「ウナギの寝床」っていう言葉を聞いたことがありますか?細長い家のことです。これは、京都の町にある家の特徴を指してます。では、なぜ京都の町屋は細長くなっていったのでしょうか?そして町屋のこらされている工夫を紹介します。
なんで「うなぎの寝床」になったの?
京都の町には今でもたくさんの京町屋(100年以上前に建てられた古い家)があります。私の知り合いにも町屋に住んでいる人がいます。京都の町屋を「うなぎの寝床」と呼ばれているのは間口が狭くて、奥行きが深い特徴があるからです。
では、なぜそのような特徴になっったかと言うと、昔は間口の幅で税金が決められていたそうです。そこで京都の人は考えて間口を狭く奥行きを深くして節約したのが理由の一つです。
もう一つの理由としては、間口を狭くすることによって、店の数が増え、にぎやかに見えるようにしたとも言われております。
実際に入ると思っているより奥深いですよ。私が知っているとこで40mぐらいはあります。もっとふかいとこもあると思います。
町屋にこされている工夫
京町屋に入ってみると大体、奥まで続く通路があります。そこに「おくどさん(かまど)」「はしり(流し)」井戸などがあります。
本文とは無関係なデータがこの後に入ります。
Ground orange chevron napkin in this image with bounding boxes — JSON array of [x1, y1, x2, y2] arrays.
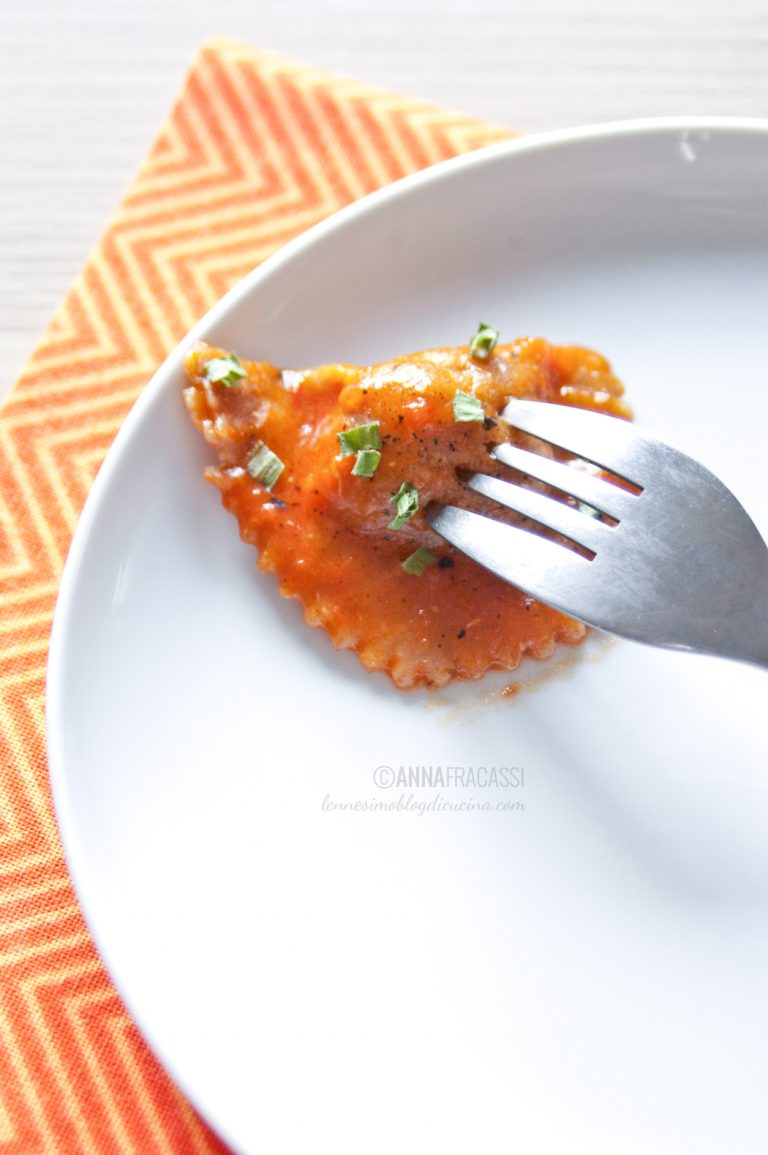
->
[[0, 38, 509, 1155]]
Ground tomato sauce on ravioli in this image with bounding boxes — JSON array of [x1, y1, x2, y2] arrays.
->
[[184, 338, 631, 690]]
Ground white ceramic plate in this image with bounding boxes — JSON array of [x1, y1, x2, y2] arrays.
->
[[49, 121, 768, 1155]]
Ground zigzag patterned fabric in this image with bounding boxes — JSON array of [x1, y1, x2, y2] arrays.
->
[[0, 39, 509, 1155]]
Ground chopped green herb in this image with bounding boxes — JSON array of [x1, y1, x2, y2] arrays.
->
[[469, 321, 499, 360], [246, 441, 285, 490], [576, 501, 599, 517], [403, 545, 437, 578], [352, 449, 381, 477], [336, 422, 381, 457], [203, 353, 248, 385], [454, 389, 485, 422], [388, 482, 419, 529]]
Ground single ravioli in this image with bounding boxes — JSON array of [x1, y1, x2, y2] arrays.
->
[[184, 338, 629, 690]]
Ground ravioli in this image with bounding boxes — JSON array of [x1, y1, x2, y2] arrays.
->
[[184, 337, 631, 690]]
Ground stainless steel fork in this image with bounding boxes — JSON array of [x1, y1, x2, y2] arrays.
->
[[427, 401, 768, 669]]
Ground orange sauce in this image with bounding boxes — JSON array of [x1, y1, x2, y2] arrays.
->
[[185, 338, 629, 688]]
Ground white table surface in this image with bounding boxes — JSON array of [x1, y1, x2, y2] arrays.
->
[[0, 0, 768, 393]]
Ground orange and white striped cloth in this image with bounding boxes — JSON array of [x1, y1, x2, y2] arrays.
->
[[0, 38, 509, 1155]]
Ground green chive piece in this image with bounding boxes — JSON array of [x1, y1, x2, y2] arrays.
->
[[454, 389, 485, 422], [469, 321, 499, 360], [336, 422, 381, 457], [576, 501, 599, 517], [352, 449, 381, 477], [389, 482, 419, 529], [403, 545, 437, 578], [246, 441, 285, 490], [203, 353, 248, 386]]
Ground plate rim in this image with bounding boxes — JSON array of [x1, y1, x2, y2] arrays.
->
[[45, 116, 768, 1150]]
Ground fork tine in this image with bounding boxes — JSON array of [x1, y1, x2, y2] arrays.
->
[[426, 506, 592, 617], [504, 400, 677, 489], [467, 474, 613, 553], [492, 441, 637, 521]]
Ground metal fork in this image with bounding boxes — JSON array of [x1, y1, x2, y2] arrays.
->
[[427, 401, 768, 669]]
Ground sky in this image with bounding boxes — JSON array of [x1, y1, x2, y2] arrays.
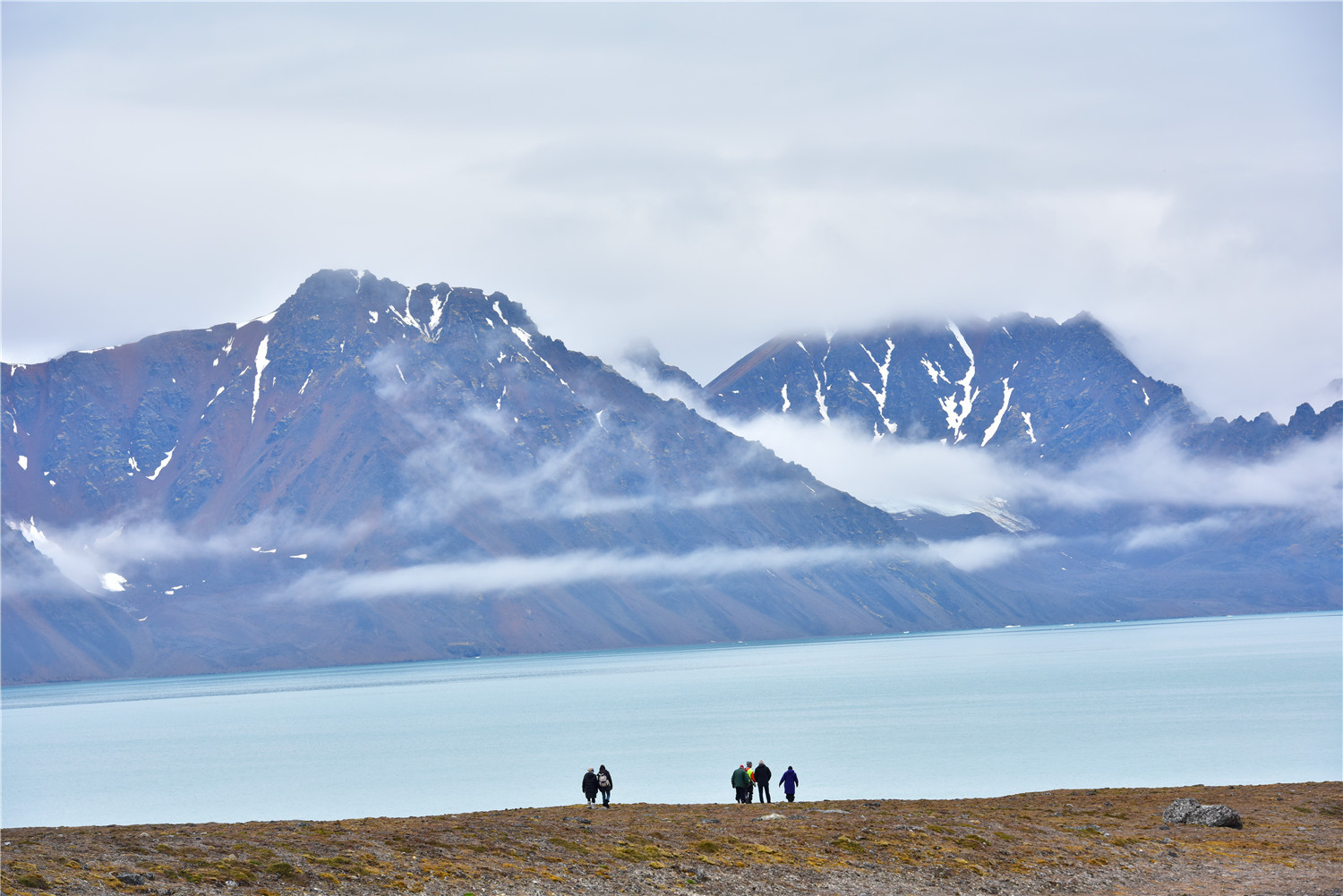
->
[[0, 3, 1343, 421]]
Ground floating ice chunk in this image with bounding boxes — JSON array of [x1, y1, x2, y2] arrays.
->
[[145, 445, 177, 480]]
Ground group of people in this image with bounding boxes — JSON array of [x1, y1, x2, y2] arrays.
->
[[583, 759, 798, 808], [583, 765, 612, 808], [732, 759, 798, 803]]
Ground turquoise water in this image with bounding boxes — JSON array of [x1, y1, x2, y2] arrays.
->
[[0, 612, 1343, 826]]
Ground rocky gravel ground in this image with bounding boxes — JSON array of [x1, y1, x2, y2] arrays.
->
[[0, 781, 1343, 896]]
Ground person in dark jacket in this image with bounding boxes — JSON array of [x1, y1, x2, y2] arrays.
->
[[757, 759, 774, 803], [583, 768, 598, 808], [596, 765, 612, 808], [779, 765, 798, 803], [732, 765, 751, 803]]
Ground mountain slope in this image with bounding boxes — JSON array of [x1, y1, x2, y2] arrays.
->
[[3, 271, 1015, 681], [698, 314, 1343, 618], [704, 314, 1194, 465]]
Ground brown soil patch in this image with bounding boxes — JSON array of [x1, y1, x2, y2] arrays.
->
[[0, 781, 1343, 896]]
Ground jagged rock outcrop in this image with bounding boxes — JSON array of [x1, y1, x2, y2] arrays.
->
[[1162, 797, 1244, 829]]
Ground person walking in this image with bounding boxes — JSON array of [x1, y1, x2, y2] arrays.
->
[[583, 768, 596, 808], [757, 759, 774, 803], [596, 765, 612, 808], [732, 765, 751, 803]]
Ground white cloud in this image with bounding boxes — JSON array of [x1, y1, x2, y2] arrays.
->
[[719, 415, 1343, 523], [3, 4, 1343, 427], [290, 544, 920, 598]]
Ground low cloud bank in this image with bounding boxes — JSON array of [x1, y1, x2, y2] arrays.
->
[[717, 415, 1343, 523], [293, 544, 934, 598]]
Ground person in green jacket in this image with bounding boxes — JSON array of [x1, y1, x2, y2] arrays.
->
[[732, 765, 751, 803]]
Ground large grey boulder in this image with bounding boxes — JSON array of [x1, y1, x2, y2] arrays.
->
[[1162, 797, 1243, 827]]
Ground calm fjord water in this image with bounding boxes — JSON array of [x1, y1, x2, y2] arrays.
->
[[0, 612, 1343, 826]]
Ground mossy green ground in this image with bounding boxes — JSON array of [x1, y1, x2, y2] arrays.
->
[[0, 781, 1343, 896]]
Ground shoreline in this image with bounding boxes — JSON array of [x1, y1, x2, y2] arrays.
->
[[0, 781, 1343, 896]]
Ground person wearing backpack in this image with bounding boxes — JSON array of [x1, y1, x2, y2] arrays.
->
[[779, 765, 798, 803], [583, 768, 598, 808], [732, 765, 751, 803], [755, 759, 774, 803], [596, 765, 612, 808]]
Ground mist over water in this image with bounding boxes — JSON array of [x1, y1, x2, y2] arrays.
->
[[0, 612, 1343, 826]]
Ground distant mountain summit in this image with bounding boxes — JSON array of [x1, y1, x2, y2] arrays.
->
[[0, 270, 1343, 684], [704, 314, 1194, 465], [0, 270, 1010, 681], [698, 313, 1343, 467]]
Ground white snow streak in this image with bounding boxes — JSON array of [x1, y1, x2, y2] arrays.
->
[[937, 321, 979, 445], [811, 371, 830, 424], [513, 326, 555, 373], [252, 333, 270, 424], [145, 445, 177, 480], [849, 338, 897, 438], [979, 376, 1010, 448], [919, 354, 951, 386]]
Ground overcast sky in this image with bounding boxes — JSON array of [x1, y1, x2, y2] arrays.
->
[[0, 3, 1343, 421]]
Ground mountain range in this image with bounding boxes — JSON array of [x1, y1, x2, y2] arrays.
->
[[0, 270, 1343, 684]]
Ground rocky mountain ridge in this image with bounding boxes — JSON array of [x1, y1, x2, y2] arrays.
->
[[0, 270, 1339, 682]]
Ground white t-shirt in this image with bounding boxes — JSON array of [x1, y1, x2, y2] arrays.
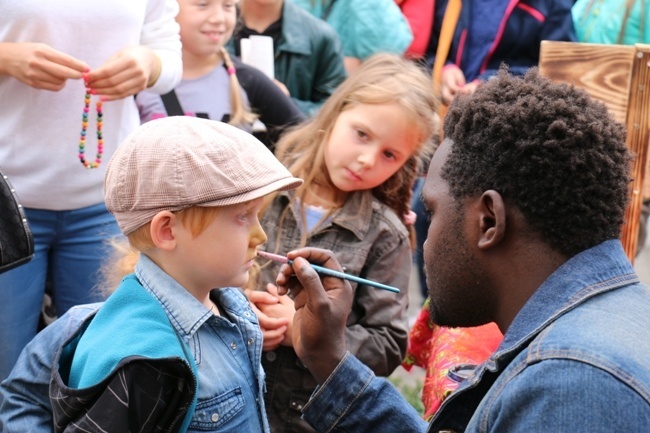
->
[[0, 0, 182, 210]]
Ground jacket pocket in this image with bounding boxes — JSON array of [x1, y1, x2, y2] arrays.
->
[[190, 387, 244, 431]]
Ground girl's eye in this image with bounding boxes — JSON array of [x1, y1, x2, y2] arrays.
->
[[384, 150, 397, 161], [422, 206, 433, 223], [356, 129, 368, 140]]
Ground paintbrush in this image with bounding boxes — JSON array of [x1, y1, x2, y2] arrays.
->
[[257, 251, 399, 293]]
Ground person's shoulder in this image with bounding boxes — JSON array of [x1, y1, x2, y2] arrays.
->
[[526, 283, 650, 382], [371, 196, 408, 238]]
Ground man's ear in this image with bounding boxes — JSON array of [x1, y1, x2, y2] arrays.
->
[[150, 210, 176, 251], [478, 189, 506, 249]]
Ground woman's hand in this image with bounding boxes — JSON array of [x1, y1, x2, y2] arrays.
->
[[0, 42, 88, 92], [85, 45, 161, 101]]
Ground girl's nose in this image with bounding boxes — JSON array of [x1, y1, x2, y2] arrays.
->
[[357, 149, 377, 168]]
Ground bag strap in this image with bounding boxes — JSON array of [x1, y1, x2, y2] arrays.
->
[[433, 0, 463, 88], [161, 90, 185, 116], [320, 0, 336, 21]]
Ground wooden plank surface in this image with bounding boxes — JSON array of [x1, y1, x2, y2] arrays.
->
[[539, 41, 635, 124], [539, 41, 650, 262]]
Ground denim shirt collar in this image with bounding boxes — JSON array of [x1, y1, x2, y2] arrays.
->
[[278, 1, 312, 56], [280, 191, 375, 240], [135, 254, 213, 338]]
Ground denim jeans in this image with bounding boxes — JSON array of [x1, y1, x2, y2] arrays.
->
[[0, 204, 120, 381]]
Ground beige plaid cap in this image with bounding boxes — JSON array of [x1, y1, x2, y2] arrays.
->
[[104, 116, 302, 235]]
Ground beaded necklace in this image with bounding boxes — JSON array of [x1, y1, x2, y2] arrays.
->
[[79, 77, 104, 168]]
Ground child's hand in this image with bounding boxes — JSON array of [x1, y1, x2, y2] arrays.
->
[[0, 42, 88, 91], [86, 45, 161, 101], [245, 290, 287, 352], [257, 283, 296, 347], [273, 79, 291, 96], [440, 65, 467, 105]]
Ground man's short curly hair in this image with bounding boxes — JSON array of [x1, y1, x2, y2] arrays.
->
[[442, 67, 630, 256]]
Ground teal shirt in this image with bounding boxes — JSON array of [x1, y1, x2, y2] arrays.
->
[[293, 0, 413, 60], [571, 0, 650, 45]]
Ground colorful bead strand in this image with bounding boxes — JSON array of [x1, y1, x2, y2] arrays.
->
[[79, 82, 104, 168]]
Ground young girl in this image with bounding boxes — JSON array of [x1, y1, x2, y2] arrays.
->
[[249, 54, 438, 432], [136, 0, 304, 148]]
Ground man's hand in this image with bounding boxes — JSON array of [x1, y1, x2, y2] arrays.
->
[[276, 248, 352, 383], [0, 42, 88, 92]]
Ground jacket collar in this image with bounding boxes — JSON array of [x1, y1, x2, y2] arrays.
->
[[280, 191, 375, 240], [430, 240, 639, 431], [278, 1, 311, 56], [497, 240, 639, 353]]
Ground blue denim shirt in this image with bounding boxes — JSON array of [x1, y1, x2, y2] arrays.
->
[[0, 255, 269, 433], [135, 254, 269, 432], [303, 240, 650, 433]]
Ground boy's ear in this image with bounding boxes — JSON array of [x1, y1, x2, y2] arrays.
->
[[478, 190, 506, 249], [150, 210, 176, 251]]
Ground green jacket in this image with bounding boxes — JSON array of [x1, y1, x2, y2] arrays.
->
[[228, 0, 347, 116]]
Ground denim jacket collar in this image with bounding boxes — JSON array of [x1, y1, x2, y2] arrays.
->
[[135, 254, 212, 338], [497, 240, 639, 353], [280, 191, 375, 240], [430, 240, 639, 431]]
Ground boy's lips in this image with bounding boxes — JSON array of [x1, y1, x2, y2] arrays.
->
[[345, 168, 362, 180]]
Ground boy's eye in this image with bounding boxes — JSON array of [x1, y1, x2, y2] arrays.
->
[[357, 129, 368, 140]]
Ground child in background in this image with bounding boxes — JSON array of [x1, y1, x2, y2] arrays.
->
[[229, 0, 347, 116], [50, 116, 302, 432], [248, 54, 439, 432], [292, 0, 413, 73], [136, 0, 304, 149]]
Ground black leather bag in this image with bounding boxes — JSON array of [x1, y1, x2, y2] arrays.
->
[[0, 168, 34, 273]]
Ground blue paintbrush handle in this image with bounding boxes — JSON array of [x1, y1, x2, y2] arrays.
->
[[311, 264, 399, 293]]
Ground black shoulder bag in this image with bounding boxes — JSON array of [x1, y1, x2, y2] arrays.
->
[[0, 168, 34, 273]]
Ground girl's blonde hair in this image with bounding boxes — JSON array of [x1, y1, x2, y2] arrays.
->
[[267, 53, 440, 245], [220, 47, 257, 127], [99, 206, 259, 296]]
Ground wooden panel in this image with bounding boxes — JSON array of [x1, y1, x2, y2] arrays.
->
[[621, 44, 650, 260], [539, 41, 635, 124], [539, 41, 650, 261]]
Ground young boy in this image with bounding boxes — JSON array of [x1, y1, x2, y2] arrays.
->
[[50, 116, 302, 432]]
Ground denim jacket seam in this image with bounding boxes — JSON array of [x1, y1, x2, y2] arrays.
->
[[517, 335, 650, 401]]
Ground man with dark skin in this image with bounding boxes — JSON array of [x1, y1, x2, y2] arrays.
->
[[277, 70, 650, 433]]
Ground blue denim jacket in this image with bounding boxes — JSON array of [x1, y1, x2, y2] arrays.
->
[[0, 255, 269, 432], [303, 240, 650, 433]]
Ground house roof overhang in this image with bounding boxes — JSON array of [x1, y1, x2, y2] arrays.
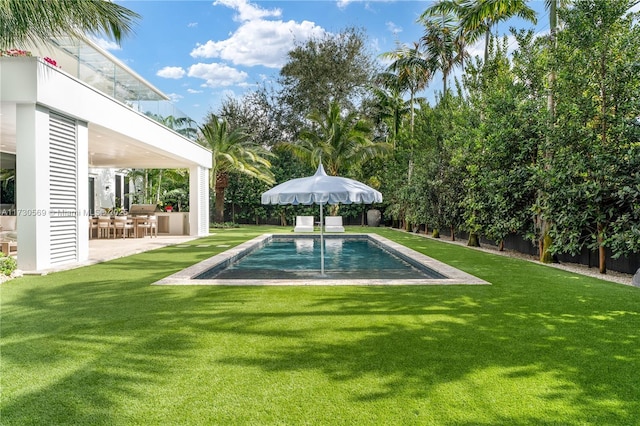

この通路に沿って表から「店→客間→中庭→座敷→奥庭」となっております。どこも大体この中庭(いつも坪庭と呼んでいる)がどこの家にもあります。客間では、この坪庭を見ながら接待が出来るようになっています。坪庭の奥の座敷が「よめかくし」と言われている生活スペース(プライベートルーム)になっています。
家の外にも様々な工夫がされております。表の窓には「格子」があり、これは家の中に明かりを入れるためと風通しをよくするためにつけられております。そして外側からは見えにくいという特徴もあります。
「犬矢来(いぬやらい)」というものもあります。これは家の表にある竹で作った囲いのようなもので、泥はねや泥棒除けに一役買っております。なぜ犬矢来という名前になったかと言うと、家におしっこをかける犬を追っ払うという言葉「犬をやらう」という言葉から「いぬやらい」という名前になったようです。京都の人は家が汚れるのを嫌ったのですね。
家と家の間に立つ壁「卯建(うだつ)」も特徴の一つです。卯建は古くは一軒の独立を表す象徴だったようですが、この壁に漆を塗ったりすることで防火壁や延焼防止の為に作るようになっていきました。
家の屋根を見ると瓦の上に守り神のような置物が置いてあります。これは「鍾馗さん」という魔除けみたいなものです。これは今でも多くの家に上がってる地区があります。銀閣寺の参道の家や、二年坂、三年坂などの家の屋根を見ていただくと置いてあります。
夏こそが見せ場、京町屋の工夫!!
はっきり言って京都の夏は暑いです。どこの南国よりも嫌な暑さがあります。だって盆地だから…。でも、そんな蒸し暑い土地京都を少しでも心地よく過ごすために、町屋も工夫をしてきたようです。
梅雨の時期になると衣替えをするシーズンになります。京町屋も衣替えをする時期に入ります。畳の上に籐で出来た敷物を敷いたり、障子や襖(ふすま)を葦戸(よしど)や簾(すだれ)に変えたりします。籐や葦は肌触りがひんやりと心地よく見た目にも涼しそうな感じがします。そして表にはすだれや葦簀が立てかけられたり、つるしたりしています。葦簀が出てきたら夏って感じがしますね。
最近はあまりなくなってきましたが、子供のころは、よく夕涼みをしたものです。夕方になると近所中が表に水をまき、そして床几(しょうぎ)をだしてしばしの談笑でした。今から考えたら親とかもあんな時間よく有ったなーと思います。
まとめ
京都の町もだんだん町屋が減ってきましたが、美観地区が多いせいかやはりずっと受け継いでいる家も多くあります。町中にも町屋を改造してのカフェやホテル(民泊)などもあり、観光に来られた方も京町屋を体験することが出来ると思います。先代の知恵と工夫を引き続き残していって欲しいものです。